SUBJECT(S): Power sharing, peace agreements, consociational democracy, Central African, Republic, Côte d'Ivoire, Liberia
DISCIPLINE: Political Science
HTTP: http://www.giga-hamburg.de/dl/download.php?d=/content/publikationen/pdf/wp83_mehler.pdf
LANGUAGE: English
PUB ID: 103-444-222 (Last edited on 2008/07/25 05:29:48 GMT-6)
SPONSOR(S):
 
ABSTRACT:
Peace agreements form a crucial element of strategies to bring security from outside: they involve third-party mediators during the negotiation stage and often peacekeeping troops to guarantee the agreement at an implementation stage. Peace roundtables usually involve
top politicians and military leaders, who negotiate, sign, and/or benefit from the agreement. What is usually and conspicuously absent from peace negotiations is broad-based
participation by those who should benefit in the first place: citizens. More specifically, the local level of security provision and insecurity production is rarely taken into account.

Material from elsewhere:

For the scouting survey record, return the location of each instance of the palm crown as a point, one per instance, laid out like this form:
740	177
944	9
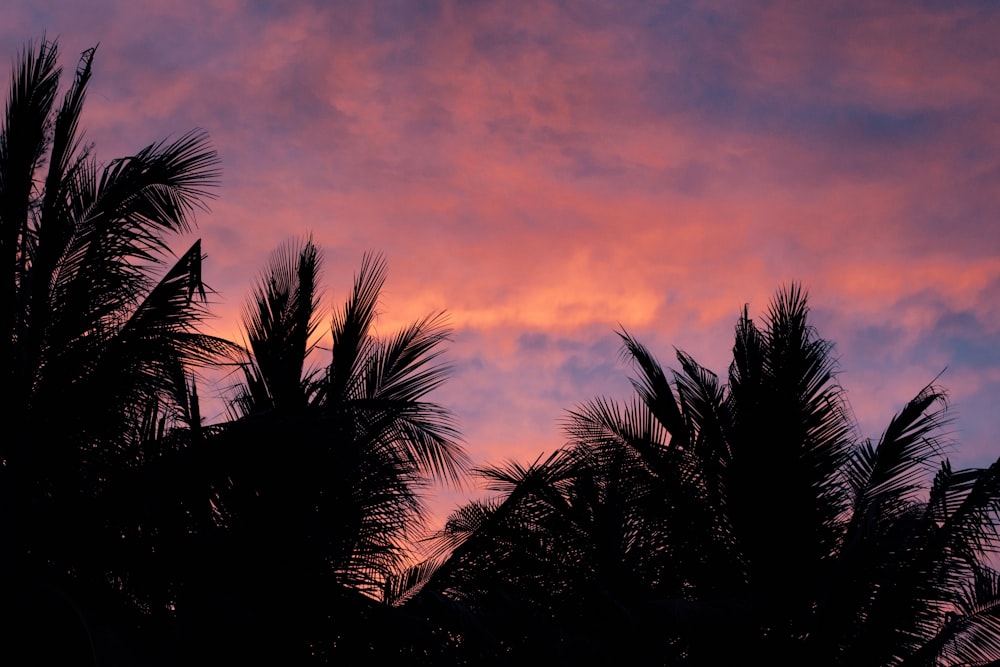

This paper reviews parts of the academic debate on power sharing and war termination, touching on some key findings by the main researchers working on the topic. The ambivalent
African experience with Arend Lijphart’s four main ingredients of consociational democracy (grand coalition, minority veto, proportional representation, group autonomy) is summarized. Recent major African peace agreements (1999-2007) are analyzed, and their power-sharing content detailed. Most agreements contain some—though varying—
power-sharing devices. Most striking is the variation regarding the important question of who is sharing power with whom. Obviously, only those present at the negotiation table can really count on being included in major ways. Finally, three country cases are analyzed over a longer time period: Côte d’Ivoire (2002-2007), Liberia (1994-2003), and Central African Republic (1996-2007). The conclusion focuses on the factors of failure of peace agreements that place a heavy emphasis on power sharing.